Jason Walker doesn’t play much with his full band so this was a chance to hear songs from his recently released new album All-Night Ghost Town, fleshed out with drums, bass and lead guitar – with Walker himself on electric. They sounded fantastic too, tight yet still with that alt-country looseness that gave them a weary, melancholic feel. Walker was in fine voice, ensuring the lyrics of songs such as Love Is A Lie and Tears rang out loud and clear around the room with a rich resonance.
Eilen Jewell returned to Sydney only seven months after opening for Jason Isbell at the Enmore Theatre. This was a somewhat smaller venue but she sold out the NSC, a sign of her popularity amongst those who like their country music authentic, dusty and heartbroken.

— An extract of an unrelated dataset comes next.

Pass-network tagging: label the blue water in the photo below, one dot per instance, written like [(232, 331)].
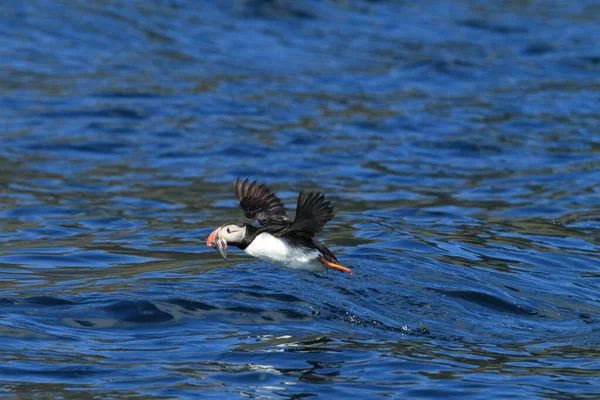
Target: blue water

Her band is a well oiled unit – her husband Jason Been on drums, jaw-dropping guitarist Jerry Miller and bassist Shawn Supra – and they were impressively versatile too, switching from blues to honky tonk, desert noir to swing, country to rockabilly at the drop of a wide-brimmed hat. A decade into her career, Jewell has a strong repertoire to draw from, opening the set with the title track from her debut album Boundary County, on it’s tenth anniversary, before traveling through all her releases plus covers of Big Maybelle and Otis Rush from her most recent and still-to-be-released blues covers project. Miller proved to be a real crowd favourite as he peppered the songs with quick-fire solos from the crossroads of Chuck Berry, CCR and Duane Eddy. He added immeasurably to the dynamic and liveliness of the set.
Jewell also spun a fine, unassuming line of light humour through her between-song banter. She drew the audience into a warm yet gentle mood of bonhomie that felt genuine and humble. The vibe permeated the whole night and was the icing on the cake of what was a faultless display of musicianship, singing and songwriting.